Keputusan Menteri Kesehatan Nomor 856/Menkes/SK/IX/2009 antara lain mengatur jenis pelayanan. Jenisnya dibagi menjadi Level I sebagai standar minimal untuk Rumah Sakit Kelas D, sampai Level IV sebagai standar minimal untuk Rumah Sakit Kelas A. Kriteria kegawatan pasien tidak dijelaskan di situ, tetapi level I pelayanan adalah memberikan pelayanan dan penanganan permasalahan pada jalan nafas (A = airway problem), ventilasi pernafasan (B = breathing problem) dan sirkulasi pembuluh darah (C = circulation problem). Selanjutnya adalah melakukan stabilisasi dan evakuasi. Sedangkan level IV memberikan pelayanan serupa, tetapi dengan alat yang lebih lengkap, termasuk melakukan operasi bedah darurat.
Peraturan Menteri Kesehatan Republik Indonesia nomor 416/Menkes/Per/II/2011 tentang tarif Pelayanan Kesehatan Bagi Peserta PT. Askes (PERSERO), memang cukup detail mengatur diagnosis, jenis tindakan dan tarif pelayanan untuk pasien gawat darurat. Namun demikian, peraturan tersebut saat ini tidak berlaku lagi, setelah era JKN. Dengan demikian Peraturan BPJS Kesehatan Nomor 1 Tahun 2018 Tentang Penilaian Kegawatdaruratan Dan Prosedur Penggantian Biaya Pelayanan Gawat Darurat, adalah landasan legal utama yang sebaiknya diikuti. Hal ini termasuk Pasal 8, yaitu bahwa semua RS yang memberikan pelayanan gawat darurat medis yang termasuk dalam pelayanan yang dijamin, dilarang meminta atau menarik biaya kepada pasein peserta JKN.
Selain itu, masih ada beberapa hal yang perlu dicermati lagi oleh RS. Pertama adalah terkait persepsi pasien dan keluarga, tentang kegawatan dalam aturan baru. Kedua adalah tugas dokter jaga UGD di semua RS, yang harus menilai dan memberikan pelayanan kesehatan sesuai dengan indikasi medis.

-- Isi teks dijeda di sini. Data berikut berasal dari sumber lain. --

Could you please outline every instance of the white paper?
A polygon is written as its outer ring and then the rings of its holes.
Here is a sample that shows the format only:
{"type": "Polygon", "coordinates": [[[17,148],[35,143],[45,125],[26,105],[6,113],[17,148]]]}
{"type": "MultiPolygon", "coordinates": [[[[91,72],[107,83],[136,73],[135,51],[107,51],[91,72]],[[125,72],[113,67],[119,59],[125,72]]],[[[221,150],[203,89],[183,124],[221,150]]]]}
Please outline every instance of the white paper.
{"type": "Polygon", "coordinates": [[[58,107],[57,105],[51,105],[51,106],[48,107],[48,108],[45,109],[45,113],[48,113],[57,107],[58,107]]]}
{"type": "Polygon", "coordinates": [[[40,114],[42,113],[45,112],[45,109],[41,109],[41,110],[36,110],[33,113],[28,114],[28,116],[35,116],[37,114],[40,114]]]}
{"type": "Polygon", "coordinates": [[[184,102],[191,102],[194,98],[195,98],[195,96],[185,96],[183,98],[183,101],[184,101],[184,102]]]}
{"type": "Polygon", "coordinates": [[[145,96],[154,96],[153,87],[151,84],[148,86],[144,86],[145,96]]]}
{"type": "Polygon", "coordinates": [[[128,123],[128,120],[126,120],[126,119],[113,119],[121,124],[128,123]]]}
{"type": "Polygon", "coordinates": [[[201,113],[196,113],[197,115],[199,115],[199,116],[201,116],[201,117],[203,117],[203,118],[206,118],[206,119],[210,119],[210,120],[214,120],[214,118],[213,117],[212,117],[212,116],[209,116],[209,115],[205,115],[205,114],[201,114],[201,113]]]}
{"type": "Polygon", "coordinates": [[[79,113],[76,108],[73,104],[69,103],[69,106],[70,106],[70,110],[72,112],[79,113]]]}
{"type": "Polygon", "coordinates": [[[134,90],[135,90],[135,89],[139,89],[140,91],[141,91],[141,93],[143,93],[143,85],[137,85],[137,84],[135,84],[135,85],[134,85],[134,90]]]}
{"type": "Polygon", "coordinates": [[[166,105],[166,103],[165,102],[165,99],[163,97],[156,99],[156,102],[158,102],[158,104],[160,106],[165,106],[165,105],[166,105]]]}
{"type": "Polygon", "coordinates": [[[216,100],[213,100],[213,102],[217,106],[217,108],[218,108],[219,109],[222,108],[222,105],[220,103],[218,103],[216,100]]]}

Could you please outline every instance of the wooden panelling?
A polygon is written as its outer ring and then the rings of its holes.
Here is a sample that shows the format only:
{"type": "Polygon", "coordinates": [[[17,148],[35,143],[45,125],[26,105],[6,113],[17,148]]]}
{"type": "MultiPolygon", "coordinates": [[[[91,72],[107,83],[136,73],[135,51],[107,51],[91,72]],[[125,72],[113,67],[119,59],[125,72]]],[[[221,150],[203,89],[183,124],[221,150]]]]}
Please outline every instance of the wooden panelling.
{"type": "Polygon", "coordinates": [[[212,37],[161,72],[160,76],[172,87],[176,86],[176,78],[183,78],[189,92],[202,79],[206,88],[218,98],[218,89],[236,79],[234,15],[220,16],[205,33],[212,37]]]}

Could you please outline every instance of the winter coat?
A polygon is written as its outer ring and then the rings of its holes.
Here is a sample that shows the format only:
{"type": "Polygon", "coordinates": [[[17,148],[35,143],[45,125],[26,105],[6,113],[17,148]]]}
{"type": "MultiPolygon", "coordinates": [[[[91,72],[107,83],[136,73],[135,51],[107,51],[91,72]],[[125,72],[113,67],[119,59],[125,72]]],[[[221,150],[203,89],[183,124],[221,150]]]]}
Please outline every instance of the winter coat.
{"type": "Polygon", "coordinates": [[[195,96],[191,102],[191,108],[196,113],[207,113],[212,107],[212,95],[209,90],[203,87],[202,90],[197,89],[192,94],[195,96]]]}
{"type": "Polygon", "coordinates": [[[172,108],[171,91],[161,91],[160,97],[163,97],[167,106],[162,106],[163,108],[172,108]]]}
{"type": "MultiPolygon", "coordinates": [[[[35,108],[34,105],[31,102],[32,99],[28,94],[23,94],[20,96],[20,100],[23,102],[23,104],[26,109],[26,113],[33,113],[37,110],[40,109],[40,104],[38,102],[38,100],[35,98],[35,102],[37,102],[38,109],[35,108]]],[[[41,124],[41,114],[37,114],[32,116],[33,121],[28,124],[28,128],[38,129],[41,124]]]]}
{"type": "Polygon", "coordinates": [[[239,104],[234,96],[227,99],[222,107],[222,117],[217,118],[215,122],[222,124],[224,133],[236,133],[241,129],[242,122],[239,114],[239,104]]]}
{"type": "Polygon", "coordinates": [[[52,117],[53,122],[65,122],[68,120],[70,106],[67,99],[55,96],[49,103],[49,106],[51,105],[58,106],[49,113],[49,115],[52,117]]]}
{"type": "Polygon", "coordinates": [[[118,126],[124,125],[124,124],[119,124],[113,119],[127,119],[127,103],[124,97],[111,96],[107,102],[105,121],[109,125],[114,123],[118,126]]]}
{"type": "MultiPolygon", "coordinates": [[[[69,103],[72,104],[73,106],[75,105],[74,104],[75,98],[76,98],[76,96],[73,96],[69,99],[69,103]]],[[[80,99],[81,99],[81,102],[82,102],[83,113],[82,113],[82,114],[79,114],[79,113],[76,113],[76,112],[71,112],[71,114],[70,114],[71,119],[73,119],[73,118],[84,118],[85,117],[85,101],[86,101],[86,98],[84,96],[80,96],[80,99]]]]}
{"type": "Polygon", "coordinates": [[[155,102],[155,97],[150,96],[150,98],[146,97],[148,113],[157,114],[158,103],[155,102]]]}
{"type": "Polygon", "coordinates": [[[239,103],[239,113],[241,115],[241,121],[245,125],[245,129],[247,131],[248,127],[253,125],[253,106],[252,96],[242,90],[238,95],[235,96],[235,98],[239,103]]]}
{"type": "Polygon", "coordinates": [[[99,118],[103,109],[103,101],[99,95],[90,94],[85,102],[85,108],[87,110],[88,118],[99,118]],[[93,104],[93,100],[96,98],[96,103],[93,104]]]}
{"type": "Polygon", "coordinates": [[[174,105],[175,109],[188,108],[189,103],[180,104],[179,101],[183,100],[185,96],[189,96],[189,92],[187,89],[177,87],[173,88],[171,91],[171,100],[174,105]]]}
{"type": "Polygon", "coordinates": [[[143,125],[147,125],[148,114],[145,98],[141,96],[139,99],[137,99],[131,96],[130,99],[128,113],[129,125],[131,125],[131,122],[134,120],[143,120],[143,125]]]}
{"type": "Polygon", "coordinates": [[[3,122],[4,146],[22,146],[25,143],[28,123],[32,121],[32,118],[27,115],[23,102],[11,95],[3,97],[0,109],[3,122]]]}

Dengan demikian, sosialisasi dan edukasi kepada para pasien peserta JKN haruslah dilakukan lebih gencar lagi, baik oleh petugas BPJS Kesehatan Cabang terdekat, maupun melalui media massa, pada saat ini. Tanpa adanya sosialisasi tersebut dan edukasi hanya dilakukan oleh petugas IGD RS, tentu akan berpotensi menimbulkan kesalahpahaman, komplain dan ketidakpuasan pada pasien dan keluarganya. Hal ini lebih mungkin, terutama pada saat emosi, cemas dan tidak tenang, karena kondisi pasien yang sedang kesakitan, nyeri hebat, atau ‘false emergency’, ternyata sekarang tidak termasuk di dalam kriteria darurat medis.

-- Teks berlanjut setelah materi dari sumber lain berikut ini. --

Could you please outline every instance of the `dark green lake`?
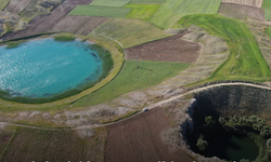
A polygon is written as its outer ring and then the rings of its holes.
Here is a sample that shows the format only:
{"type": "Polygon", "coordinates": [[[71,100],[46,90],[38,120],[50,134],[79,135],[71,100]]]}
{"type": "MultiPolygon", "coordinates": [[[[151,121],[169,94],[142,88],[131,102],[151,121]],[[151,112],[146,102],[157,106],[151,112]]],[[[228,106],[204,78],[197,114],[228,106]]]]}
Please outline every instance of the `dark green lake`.
{"type": "Polygon", "coordinates": [[[222,135],[212,138],[205,156],[216,156],[224,160],[240,161],[241,159],[255,160],[258,154],[258,146],[248,137],[222,135]]]}

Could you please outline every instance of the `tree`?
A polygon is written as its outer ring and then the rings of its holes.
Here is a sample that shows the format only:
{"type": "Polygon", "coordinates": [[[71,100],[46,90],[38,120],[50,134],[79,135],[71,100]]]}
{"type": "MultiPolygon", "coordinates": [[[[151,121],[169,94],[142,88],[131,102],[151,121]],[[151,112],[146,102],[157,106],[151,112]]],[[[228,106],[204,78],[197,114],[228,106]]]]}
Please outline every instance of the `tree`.
{"type": "Polygon", "coordinates": [[[211,116],[205,117],[205,126],[212,127],[216,124],[216,121],[212,120],[211,116]]]}
{"type": "Polygon", "coordinates": [[[205,151],[208,148],[209,144],[207,140],[204,140],[203,135],[201,135],[197,139],[196,146],[201,151],[205,151]]]}

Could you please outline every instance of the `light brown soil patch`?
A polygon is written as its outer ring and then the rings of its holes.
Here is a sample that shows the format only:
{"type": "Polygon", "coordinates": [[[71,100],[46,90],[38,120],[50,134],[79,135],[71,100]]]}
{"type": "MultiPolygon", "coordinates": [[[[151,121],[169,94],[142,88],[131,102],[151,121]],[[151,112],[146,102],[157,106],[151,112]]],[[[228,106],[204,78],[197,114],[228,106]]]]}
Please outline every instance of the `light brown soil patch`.
{"type": "Polygon", "coordinates": [[[169,120],[162,108],[155,108],[108,127],[105,162],[192,162],[180,148],[162,139],[169,120]]]}
{"type": "Polygon", "coordinates": [[[96,27],[103,25],[109,18],[92,16],[68,15],[53,27],[53,31],[67,31],[79,35],[88,35],[96,27]]]}
{"type": "Polygon", "coordinates": [[[31,0],[11,0],[4,11],[15,15],[20,14],[31,0]]]}
{"type": "Polygon", "coordinates": [[[262,9],[242,4],[221,3],[218,13],[238,19],[247,17],[264,19],[264,11],[262,9]]]}
{"type": "Polygon", "coordinates": [[[201,44],[182,40],[188,31],[125,50],[126,59],[195,63],[201,44]]]}

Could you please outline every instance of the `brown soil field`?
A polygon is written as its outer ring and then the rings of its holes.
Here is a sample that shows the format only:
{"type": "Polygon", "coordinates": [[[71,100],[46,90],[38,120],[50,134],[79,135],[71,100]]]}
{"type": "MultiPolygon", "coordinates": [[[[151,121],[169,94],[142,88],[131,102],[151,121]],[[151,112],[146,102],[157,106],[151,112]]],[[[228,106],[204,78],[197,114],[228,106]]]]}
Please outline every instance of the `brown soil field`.
{"type": "Polygon", "coordinates": [[[245,19],[247,17],[264,19],[264,11],[262,9],[242,4],[221,3],[218,13],[237,19],[245,19]]]}
{"type": "Polygon", "coordinates": [[[15,15],[20,14],[31,0],[11,0],[4,11],[15,15]]]}
{"type": "Polygon", "coordinates": [[[251,5],[256,8],[261,8],[263,0],[222,0],[224,3],[235,3],[235,4],[243,4],[243,5],[251,5]]]}
{"type": "Polygon", "coordinates": [[[38,33],[51,32],[53,27],[61,22],[78,4],[89,4],[92,0],[66,0],[55,8],[50,15],[39,15],[29,22],[29,28],[22,31],[5,33],[2,40],[17,39],[38,33]]]}
{"type": "Polygon", "coordinates": [[[67,31],[79,35],[88,35],[108,19],[109,18],[106,17],[67,15],[53,27],[52,31],[67,31]]]}
{"type": "Polygon", "coordinates": [[[169,129],[169,119],[162,108],[108,126],[105,162],[192,162],[180,148],[162,139],[169,129]]]}
{"type": "Polygon", "coordinates": [[[193,64],[201,55],[202,45],[182,40],[188,31],[125,50],[126,59],[160,60],[193,64]]]}

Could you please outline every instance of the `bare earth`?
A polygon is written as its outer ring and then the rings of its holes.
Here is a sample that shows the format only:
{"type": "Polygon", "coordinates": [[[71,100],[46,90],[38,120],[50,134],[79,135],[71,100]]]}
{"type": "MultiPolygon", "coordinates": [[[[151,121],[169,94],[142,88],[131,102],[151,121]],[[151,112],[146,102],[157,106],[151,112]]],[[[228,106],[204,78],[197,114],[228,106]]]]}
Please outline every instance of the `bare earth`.
{"type": "Polygon", "coordinates": [[[162,139],[169,120],[162,108],[108,126],[105,162],[192,162],[180,148],[162,139]]]}
{"type": "Polygon", "coordinates": [[[264,19],[264,11],[262,9],[234,3],[221,3],[218,13],[238,19],[245,19],[247,17],[264,19]]]}
{"type": "Polygon", "coordinates": [[[201,44],[181,39],[188,31],[125,50],[126,59],[160,60],[193,64],[201,54],[201,44]]]}

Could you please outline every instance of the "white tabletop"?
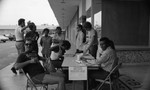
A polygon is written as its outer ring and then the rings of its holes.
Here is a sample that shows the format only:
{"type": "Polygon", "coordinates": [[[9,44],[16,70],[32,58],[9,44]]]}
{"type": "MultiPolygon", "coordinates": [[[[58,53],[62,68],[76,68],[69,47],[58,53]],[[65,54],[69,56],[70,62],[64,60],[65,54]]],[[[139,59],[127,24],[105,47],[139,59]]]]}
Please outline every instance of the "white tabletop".
{"type": "MultiPolygon", "coordinates": [[[[64,61],[62,63],[62,67],[87,67],[85,64],[83,64],[82,62],[79,63],[76,61],[77,60],[77,56],[69,56],[69,57],[65,57],[64,61]]],[[[93,68],[97,68],[98,66],[88,66],[88,67],[93,67],[93,68]]]]}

Selain itu, kewajiban petugas RS untuk memastikan eligibilitas kepesertaan melalui aplikasi BPJS Kesehatan, juga harus dilakukan dalam 24 jam penuh. Pada kondisi darurat medis, proses memastikan eligibilitas pasien oleh petugas RS ini secara teoritis mudah, tetapi secara praktis tentu tidak sederhana. Terutama saat proses tersebut petugas RS ditunggui oleh keluarga pasien, yang pada umumnya juga dalam keadaan kalut, risau dan cemas.

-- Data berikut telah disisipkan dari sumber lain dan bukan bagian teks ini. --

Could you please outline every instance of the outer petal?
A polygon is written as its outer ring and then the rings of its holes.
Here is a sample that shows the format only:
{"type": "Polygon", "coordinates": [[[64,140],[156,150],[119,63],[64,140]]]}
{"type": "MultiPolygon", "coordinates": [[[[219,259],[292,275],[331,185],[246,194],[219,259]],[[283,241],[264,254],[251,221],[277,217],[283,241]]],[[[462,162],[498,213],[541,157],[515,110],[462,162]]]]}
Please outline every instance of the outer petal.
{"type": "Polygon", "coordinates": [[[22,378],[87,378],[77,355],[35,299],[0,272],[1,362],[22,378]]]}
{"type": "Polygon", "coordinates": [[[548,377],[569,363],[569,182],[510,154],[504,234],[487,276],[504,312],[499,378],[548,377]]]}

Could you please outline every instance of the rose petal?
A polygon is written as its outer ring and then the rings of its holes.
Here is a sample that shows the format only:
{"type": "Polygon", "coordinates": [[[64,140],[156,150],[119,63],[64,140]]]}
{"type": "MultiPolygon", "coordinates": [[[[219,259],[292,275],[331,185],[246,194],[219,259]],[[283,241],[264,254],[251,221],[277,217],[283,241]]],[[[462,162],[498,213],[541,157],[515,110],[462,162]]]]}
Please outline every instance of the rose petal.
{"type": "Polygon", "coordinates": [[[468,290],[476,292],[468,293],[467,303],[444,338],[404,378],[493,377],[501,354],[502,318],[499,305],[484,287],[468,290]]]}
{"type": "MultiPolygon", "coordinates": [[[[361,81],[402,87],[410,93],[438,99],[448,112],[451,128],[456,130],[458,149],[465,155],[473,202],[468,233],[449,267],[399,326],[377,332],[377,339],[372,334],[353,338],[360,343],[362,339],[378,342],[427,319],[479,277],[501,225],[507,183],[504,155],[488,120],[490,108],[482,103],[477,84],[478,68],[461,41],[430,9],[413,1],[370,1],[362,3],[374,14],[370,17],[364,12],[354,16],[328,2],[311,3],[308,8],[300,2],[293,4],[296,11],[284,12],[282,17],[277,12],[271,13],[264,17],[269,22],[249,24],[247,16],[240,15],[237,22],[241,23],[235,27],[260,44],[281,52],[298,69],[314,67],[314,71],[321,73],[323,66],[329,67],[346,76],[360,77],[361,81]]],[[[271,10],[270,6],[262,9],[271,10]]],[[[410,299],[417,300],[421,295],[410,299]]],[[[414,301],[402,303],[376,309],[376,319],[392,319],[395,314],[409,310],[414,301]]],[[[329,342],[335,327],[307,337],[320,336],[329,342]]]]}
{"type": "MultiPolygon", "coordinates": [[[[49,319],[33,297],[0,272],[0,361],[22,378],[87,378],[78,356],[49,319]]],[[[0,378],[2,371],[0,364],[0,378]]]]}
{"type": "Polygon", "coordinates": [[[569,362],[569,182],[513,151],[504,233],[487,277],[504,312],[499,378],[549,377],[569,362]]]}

Setelah mendapatkan pelayanan kesehatan di IGD RS, pasien peserta JKN dapat pulang, dirawat inap di RS, atau dirujuk ke RS lain. Untuk pasien yang diperbolehkan pulang, pengajuan klaim layanan kegawatan di IGD disatukan secara kolektif, dengan klaim semua pasien di RS tersebut pada bulan selanjutnya. Dengan demikian, klaim layanan pasien gawat yang dilakukan di UGD akan lebih sesuai dengan sumber daya yang digunakan. Namun demikian, untuk pasien yang dilanjutkan dengan rawat inap di RS, pengajuan klaim layanan di UGD belum diatur detail, apakah digabungkan dengan klaim layanan pasien saat dirawat inap, ataukah dapat diklaim secara terpisah antara kedua layanan tersebut. Penggabungan klaim layanan pasien tersebut, akan berdampak buruk apabila layanan di IGD tidak atau lupa dimasukkan dalam resume akhir pasien dirawat. Hal ini tentu berisiko menurunnya besaran tarif INA-CBGs, dibandingkan dengan sumberdaya yang dikeluarkan RS, sehingga akan menyebabkan selisih bayar negatif untuk RS.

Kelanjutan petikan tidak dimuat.